后边的人稀里糊涂地接了,往嘴里一灌,立马讶然,“哎哟喂!今天算是捡着了,来来来,我也来点儿!”
这人都爱凑个热闹,尝个新鲜。前面的尝了都说好,后面的自然也都跟着试,不多时沈知行便收了满满一袋子钱。
他数钱倒酒的时候,突然冒出一个刺头来,“爷们儿,这酒我尝了,也没什么特别,和从前的剑沽差得太远,钱您就别指望我付了。”
沈知行眉头一拧就要撂脸,温慎不动声色地把他挡在身后,对着那人一拱手,“我谢您抬举剑沽,这两种酒,一个品的是柔,一个喝的是烈,您不喜欢也是自然,钱您不必付,日后想喝烈口的了,再来捧场。”
他这是兑现了不好喝不必付钱的前言,本原还犹豫的看客一听,立刻全围上去试。沈知行扯着脖子喊,让大家一个一个来,也没见有谁听他的。
温慎默默地退出人群,拐进铺子里面去。白堕正给最开始几个上台的人去数大洋,一边给钱一边夸:“您几位辛苦,辛苦了。”

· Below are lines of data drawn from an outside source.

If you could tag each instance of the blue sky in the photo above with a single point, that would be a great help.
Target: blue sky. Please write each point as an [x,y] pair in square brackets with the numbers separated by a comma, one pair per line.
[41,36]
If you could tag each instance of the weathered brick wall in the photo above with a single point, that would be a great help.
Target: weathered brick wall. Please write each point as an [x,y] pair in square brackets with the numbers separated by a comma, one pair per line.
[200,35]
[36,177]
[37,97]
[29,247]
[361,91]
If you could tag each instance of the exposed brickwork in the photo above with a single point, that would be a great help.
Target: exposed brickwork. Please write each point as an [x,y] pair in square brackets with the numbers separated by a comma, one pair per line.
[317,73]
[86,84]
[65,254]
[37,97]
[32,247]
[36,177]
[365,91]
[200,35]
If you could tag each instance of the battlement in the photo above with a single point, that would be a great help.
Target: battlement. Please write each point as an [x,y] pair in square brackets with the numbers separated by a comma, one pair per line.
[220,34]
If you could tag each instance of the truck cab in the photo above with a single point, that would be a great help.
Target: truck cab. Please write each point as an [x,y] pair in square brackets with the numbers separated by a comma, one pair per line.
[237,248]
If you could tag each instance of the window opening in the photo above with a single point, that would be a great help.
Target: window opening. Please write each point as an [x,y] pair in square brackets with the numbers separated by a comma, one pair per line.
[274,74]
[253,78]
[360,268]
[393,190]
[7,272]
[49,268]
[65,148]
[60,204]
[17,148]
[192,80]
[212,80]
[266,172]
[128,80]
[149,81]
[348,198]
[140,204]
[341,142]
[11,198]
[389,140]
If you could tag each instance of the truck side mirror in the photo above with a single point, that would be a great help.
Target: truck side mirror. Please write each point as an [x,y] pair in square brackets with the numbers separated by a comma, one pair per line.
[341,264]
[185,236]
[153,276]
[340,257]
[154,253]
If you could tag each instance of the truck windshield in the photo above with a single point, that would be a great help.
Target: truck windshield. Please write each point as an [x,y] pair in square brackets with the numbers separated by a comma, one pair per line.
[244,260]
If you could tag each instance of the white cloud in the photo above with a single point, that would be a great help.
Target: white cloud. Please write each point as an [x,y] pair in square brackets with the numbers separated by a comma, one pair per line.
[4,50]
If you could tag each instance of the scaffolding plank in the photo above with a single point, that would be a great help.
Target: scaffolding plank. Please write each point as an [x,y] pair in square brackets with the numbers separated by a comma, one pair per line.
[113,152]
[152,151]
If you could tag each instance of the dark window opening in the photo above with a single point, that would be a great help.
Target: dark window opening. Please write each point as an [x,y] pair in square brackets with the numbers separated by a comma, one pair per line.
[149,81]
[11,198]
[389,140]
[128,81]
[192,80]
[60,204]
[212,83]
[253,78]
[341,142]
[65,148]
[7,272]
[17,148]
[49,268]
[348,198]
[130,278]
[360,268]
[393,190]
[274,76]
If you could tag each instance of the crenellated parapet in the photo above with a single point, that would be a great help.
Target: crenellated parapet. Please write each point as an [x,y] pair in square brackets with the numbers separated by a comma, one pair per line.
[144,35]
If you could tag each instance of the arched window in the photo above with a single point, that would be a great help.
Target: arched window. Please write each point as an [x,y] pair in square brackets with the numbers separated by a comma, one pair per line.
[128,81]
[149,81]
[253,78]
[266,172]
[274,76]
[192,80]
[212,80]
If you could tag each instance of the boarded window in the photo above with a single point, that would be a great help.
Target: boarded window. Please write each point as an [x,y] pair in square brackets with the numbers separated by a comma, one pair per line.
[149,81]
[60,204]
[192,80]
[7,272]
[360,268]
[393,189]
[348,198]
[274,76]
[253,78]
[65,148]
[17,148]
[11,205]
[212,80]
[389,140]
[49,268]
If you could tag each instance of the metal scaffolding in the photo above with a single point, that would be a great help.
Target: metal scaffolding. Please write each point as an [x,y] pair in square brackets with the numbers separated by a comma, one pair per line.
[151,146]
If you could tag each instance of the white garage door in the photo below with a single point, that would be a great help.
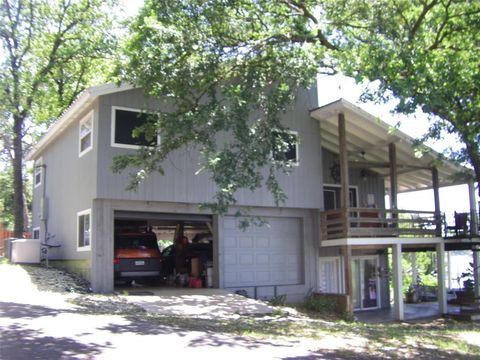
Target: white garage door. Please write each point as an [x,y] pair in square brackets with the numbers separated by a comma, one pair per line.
[265,255]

其中一个就乐:“嗐,哪儿的话,再说您家酒是真的好,哥几个都没费什么口舌。”
另外几个人也附和了几声,之后便悄悄溜了出去。
白堕抻了个懒腰,嘱咐温慎,“你跟这盯着吧,我还得去给那几位说相声的结钱去呢。”
他说完要走,温慎却一抬手叫住他,“我同你一道去,正好把上次说的事一道办了。”
“能成吗?”白堕多少有些怀疑,“那些酒家都不愿意卖咱的酒。”
温慎笑而不语,只管带着他走。
门外试酒的人依旧围了
第一百四十九章 都已经倒了(5/9)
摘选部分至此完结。